Aandacht voor welzijn
Uiteraard gaat er in het plan meer dan ooit aandacht uit naar het welzijn van de werknemers. Zo biedt Sigma Software zijn medewerkers een veilig toevluchtsoord aan. Daarnaast is er uiteraard ook veel nood aan mentale ondersteuning. ‘We letten heel sterk op de werkdruk en bieden onze medewerkers psychotherapeutische begeleiding.’ Ook de druk op het management is groot. ‘We proberen die wat weg te nemen door een aantal van hun taken te decentraliseren en over te laten aan de werknemers. We betrekken hen daarin op een open manier via brainstormsessies. Zo hoeft het management zich enkel op strategische kwesties te focussen.’
Naoorlogse ontwikkeling
Het Ukrainian Startup Fund zag zijn rol grondig veranderen door het conflict. Na de oorlog zal de focus op de wederopbouw van het start-uplandschap liggen.

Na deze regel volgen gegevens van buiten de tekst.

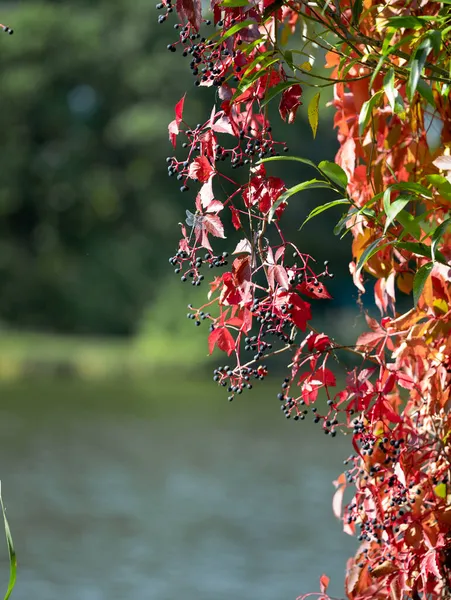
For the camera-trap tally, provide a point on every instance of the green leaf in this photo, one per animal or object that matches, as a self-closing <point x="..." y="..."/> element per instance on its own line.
<point x="272" y="8"/>
<point x="409" y="223"/>
<point x="435" y="36"/>
<point x="334" y="172"/>
<point x="246" y="82"/>
<point x="421" y="250"/>
<point x="288" y="56"/>
<point x="276" y="90"/>
<point x="11" y="552"/>
<point x="305" y="185"/>
<point x="421" y="276"/>
<point x="367" y="110"/>
<point x="313" y="113"/>
<point x="416" y="66"/>
<point x="417" y="248"/>
<point x="304" y="161"/>
<point x="234" y="3"/>
<point x="357" y="8"/>
<point x="426" y="91"/>
<point x="389" y="87"/>
<point x="393" y="209"/>
<point x="235" y="28"/>
<point x="411" y="186"/>
<point x="370" y="251"/>
<point x="437" y="235"/>
<point x="319" y="209"/>
<point x="405" y="22"/>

Wanneer dat zal zijn, is niet duidelijk. Het weerhoudt het fonds er niet van om nu al werk te maken van een plan. Evelina Komarnytska: ‘Er is toegenomen aandacht voor hoe we als sector kunnen bijdragen aan oplossingen op vlak van defensie, cyberveiligheid en hulpverlening. Daarvoor kijken we ook naar de internationale gemeenschap, en dan meer bepaald het Westen.’ In dat opzicht biedt het conflict de sector ook kansen, klinkt het. ‘Voor de technologie- en IT-sector is dit een kans om ons potentieel en de veerkracht te tonen aan de wereld.’